On May 16, 1997, the Honorable Barbara Kennelly of Connecticut introduced legislation to promote greater safety in commercial aviation with the introduction of the Airline Passenger Safety Act (HR 1670). This legislation would require commercial flights to carry adequate medical supplies and equipment to deal with in-flight medical emergencies. This bill would require air carriers to establish steps to be taken in the event of an emergency. It would also require airlines to carry AEDs and require each member of the flight crew to be trained in cardiopulmonary resuscitation and the use of an AED. This new legislation would also mandate that the air carriers describe what happened and what actions were taken to assist the passenger in the event of an in-flight medical emergency and report the incident to the Secretary of Transportation so the public can be fully aware of the number of in-flight medical emergencies that occur each day. Also included is a “Good Samaritan” provision that exempts from liability trained airline staff, physicians, and other medical personnel who step forward to offer assistance during an in-flight medical emergency. As previously stated, the US Food and Drug Administration has already approved the use of AEDs for commercial aircraft (as of fall 1996).

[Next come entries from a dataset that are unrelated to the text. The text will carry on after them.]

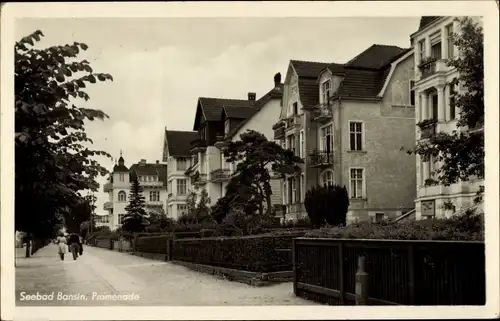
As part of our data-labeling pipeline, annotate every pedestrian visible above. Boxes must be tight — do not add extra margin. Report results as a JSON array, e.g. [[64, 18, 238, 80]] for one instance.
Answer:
[[68, 233, 82, 260], [55, 231, 67, 261]]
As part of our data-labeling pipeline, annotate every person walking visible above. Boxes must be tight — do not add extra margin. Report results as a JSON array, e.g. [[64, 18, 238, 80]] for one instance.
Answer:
[[55, 232, 67, 261], [68, 233, 82, 260]]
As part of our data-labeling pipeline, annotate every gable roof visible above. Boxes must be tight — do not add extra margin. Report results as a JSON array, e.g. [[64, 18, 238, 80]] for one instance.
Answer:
[[226, 84, 284, 139], [290, 60, 330, 78], [223, 105, 258, 119], [165, 130, 199, 157], [345, 44, 410, 70], [335, 68, 390, 99], [418, 16, 443, 32], [199, 97, 254, 122], [129, 163, 168, 185]]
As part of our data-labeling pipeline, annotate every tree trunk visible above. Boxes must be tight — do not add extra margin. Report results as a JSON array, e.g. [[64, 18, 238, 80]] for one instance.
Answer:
[[265, 193, 272, 216], [24, 234, 31, 258]]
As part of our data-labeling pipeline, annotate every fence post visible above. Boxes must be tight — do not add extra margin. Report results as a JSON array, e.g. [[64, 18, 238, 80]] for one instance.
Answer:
[[408, 244, 415, 304], [355, 255, 369, 305], [292, 238, 298, 295], [338, 242, 345, 304]]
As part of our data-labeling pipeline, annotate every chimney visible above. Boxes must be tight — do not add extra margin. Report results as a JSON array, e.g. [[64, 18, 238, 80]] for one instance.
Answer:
[[274, 72, 281, 88], [248, 92, 256, 101], [156, 160, 159, 164], [140, 159, 146, 165]]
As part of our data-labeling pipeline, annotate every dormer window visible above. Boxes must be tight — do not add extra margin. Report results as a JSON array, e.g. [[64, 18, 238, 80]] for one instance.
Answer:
[[224, 119, 230, 135], [321, 80, 332, 104]]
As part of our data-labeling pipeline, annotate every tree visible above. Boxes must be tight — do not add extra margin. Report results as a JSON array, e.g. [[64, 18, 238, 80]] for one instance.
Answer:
[[223, 130, 303, 217], [146, 207, 173, 232], [122, 177, 148, 237], [186, 190, 198, 214], [15, 30, 113, 256], [404, 17, 484, 205], [304, 184, 349, 228], [65, 194, 96, 234]]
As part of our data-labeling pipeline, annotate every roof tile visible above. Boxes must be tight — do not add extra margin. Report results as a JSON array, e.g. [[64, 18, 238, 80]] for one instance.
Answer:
[[165, 130, 199, 157]]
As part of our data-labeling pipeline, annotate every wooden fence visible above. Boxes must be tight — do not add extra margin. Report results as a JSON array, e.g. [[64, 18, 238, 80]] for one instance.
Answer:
[[293, 238, 485, 305]]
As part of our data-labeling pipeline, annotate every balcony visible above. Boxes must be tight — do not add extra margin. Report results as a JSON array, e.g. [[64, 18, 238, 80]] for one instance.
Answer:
[[309, 151, 334, 168], [311, 104, 333, 122], [103, 201, 113, 210], [419, 120, 437, 139], [285, 115, 301, 130], [140, 181, 164, 188], [214, 135, 228, 149], [210, 168, 231, 182], [103, 182, 113, 193], [146, 200, 164, 207], [191, 172, 208, 186], [419, 58, 437, 79], [274, 126, 285, 140], [190, 138, 207, 153]]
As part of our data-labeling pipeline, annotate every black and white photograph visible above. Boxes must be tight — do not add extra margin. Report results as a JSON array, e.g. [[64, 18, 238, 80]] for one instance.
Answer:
[[2, 1, 499, 320]]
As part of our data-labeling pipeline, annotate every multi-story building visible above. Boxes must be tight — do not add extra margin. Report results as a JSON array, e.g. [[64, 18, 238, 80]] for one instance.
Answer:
[[163, 129, 199, 219], [102, 153, 168, 230], [185, 74, 285, 208], [411, 16, 484, 220], [274, 44, 418, 223]]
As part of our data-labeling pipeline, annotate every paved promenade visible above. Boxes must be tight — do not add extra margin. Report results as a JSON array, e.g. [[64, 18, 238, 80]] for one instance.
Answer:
[[15, 244, 316, 306]]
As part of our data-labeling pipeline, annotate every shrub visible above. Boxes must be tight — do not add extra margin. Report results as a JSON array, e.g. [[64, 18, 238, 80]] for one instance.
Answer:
[[304, 210, 484, 241], [172, 233, 306, 273], [304, 184, 349, 228], [282, 216, 312, 228]]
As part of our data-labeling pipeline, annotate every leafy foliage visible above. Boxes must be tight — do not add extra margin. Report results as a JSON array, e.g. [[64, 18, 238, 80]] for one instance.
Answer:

As the number of aircraft equipped with AEDs increases, the group of airline flight attendants trained in first-responder defibrillation increases, and the medical supplies necessary for advanced life support are provided on more aircraft, many more airborne victims of sudden cardiac death will be defibrillated successfully. Thus, “Saving Lives in the Sky” will become a major airline achievement rather than just an unusual experience reported by the few airlines currently involved in cardiac arrest programs.
The author wishes to acknowledge Richard Kerber, MD (Division of Cardiology, University of Iowa) for his constructive criticism.
The opinions expressed in this editorial are not necessarily those of the editors or of the American Heart Association.